Here's a test tarball: https://www.dropbox.com/s/ypl3ia5v1ze92e2/MongoDBx-Queue-2.001-TRIAL.tar.gz?dl=1

I did some local testing (at 100k documents) and a query comparable to waiting uses an index rather than a collection scan.

You'll need to migrate/copy your jobs from the v1 queue to another collection/database name for the v2 queue (using version => 2 in the queue options) and test there.
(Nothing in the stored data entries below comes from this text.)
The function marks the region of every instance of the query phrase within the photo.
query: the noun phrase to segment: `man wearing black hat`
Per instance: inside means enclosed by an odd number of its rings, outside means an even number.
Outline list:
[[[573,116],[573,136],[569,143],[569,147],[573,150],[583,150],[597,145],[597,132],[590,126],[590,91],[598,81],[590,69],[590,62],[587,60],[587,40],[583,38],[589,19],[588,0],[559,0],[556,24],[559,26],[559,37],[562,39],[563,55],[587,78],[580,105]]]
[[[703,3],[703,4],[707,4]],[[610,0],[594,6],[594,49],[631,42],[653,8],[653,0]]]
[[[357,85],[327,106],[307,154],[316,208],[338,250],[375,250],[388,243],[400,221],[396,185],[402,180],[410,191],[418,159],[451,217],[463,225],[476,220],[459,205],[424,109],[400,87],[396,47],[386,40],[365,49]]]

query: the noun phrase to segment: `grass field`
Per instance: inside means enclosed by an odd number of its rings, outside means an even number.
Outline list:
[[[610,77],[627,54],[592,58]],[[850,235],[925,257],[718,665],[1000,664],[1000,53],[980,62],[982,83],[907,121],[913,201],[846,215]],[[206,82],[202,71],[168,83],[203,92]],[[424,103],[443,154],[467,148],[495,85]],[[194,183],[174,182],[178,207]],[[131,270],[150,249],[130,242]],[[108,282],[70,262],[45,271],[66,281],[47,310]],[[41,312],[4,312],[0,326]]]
That's not well documented yet.

Zer0-Tolerance commented 5 years ago

great thks ! I'll do some test this week end and let you know.

Zer0-Tolerance commented 5 years ago

Hi David, I still have some slow queries like this one with q very big queue:

inprog" : [ 
        {
            "host" : "recon.home:27017",
            "desc" : "conn14",
            "connectionId" : 14,
            "client" : "127.0.0.1:49381",
            "clientMetadata" : {
                "driver" : {
                    "name" : "MongoDB Perl Driver",
                    "version" : "2.0.3"
                },
                "os" : {
                    "type" : "darwin"
                },
                "platform" : "Perl v5.24.4 darwin-thread-multi-2level"
            },
            "active" : true,
            "currentOpTime" : "2019-06-25T07:55:50.672+0200",
            "opid" : 87194,
            "secs_running" : NumberLong(2),
            "microsecs_running" : NumberLong(2856433),
            "op" : "command",
            "ns" : "NScan.hostq",
            "command" : {
                "aggregate" : "hostq",
                "pipeline" : [ 
                    {
                        "$match" : {
                            "_x" : false
                        }
                    }, 
                    {
                        "$group" : {
                            "_id" : null,
                            "n" : {
                                "$sum" : 1
                            }
                        }
                    }
                ],
                "cursor" : {},
                "$readPreference" : {
                    "mode" : "secondaryPreferred"
                },
                "$db" : "NScan"
            },
            "planSummary" : "COUNT_SCAN { _x: 1, _p: 1 }",
            "numYields" : 25632,
            "locks" : {},
            "waitingForLock" : false,
            "lockStats" : {
                "Global" : {
                    "acquireCount" : {
                        "r" : NumberLong(51268)
                    }
                },
                "Database" : {
                    "acquireCount" : {
                        "r" : NumberLong(25634)
                    }
                },
                "Collection" : {
                    "acquireCount" : {
                        "r" : NumberLong(25634)
                    }
                }
            }
        }
    ],
    "ok" : 1.0
xdg commented 5 years ago

I've discussed this with the query team. The COUNT_SCAN plan is the best the database is going to do -- it's walking the index and incrementing a counter without touching any underlying data and you've just got a lot of things to count. I suspect the only way to make it faster is to scale up the hardware the database is running on.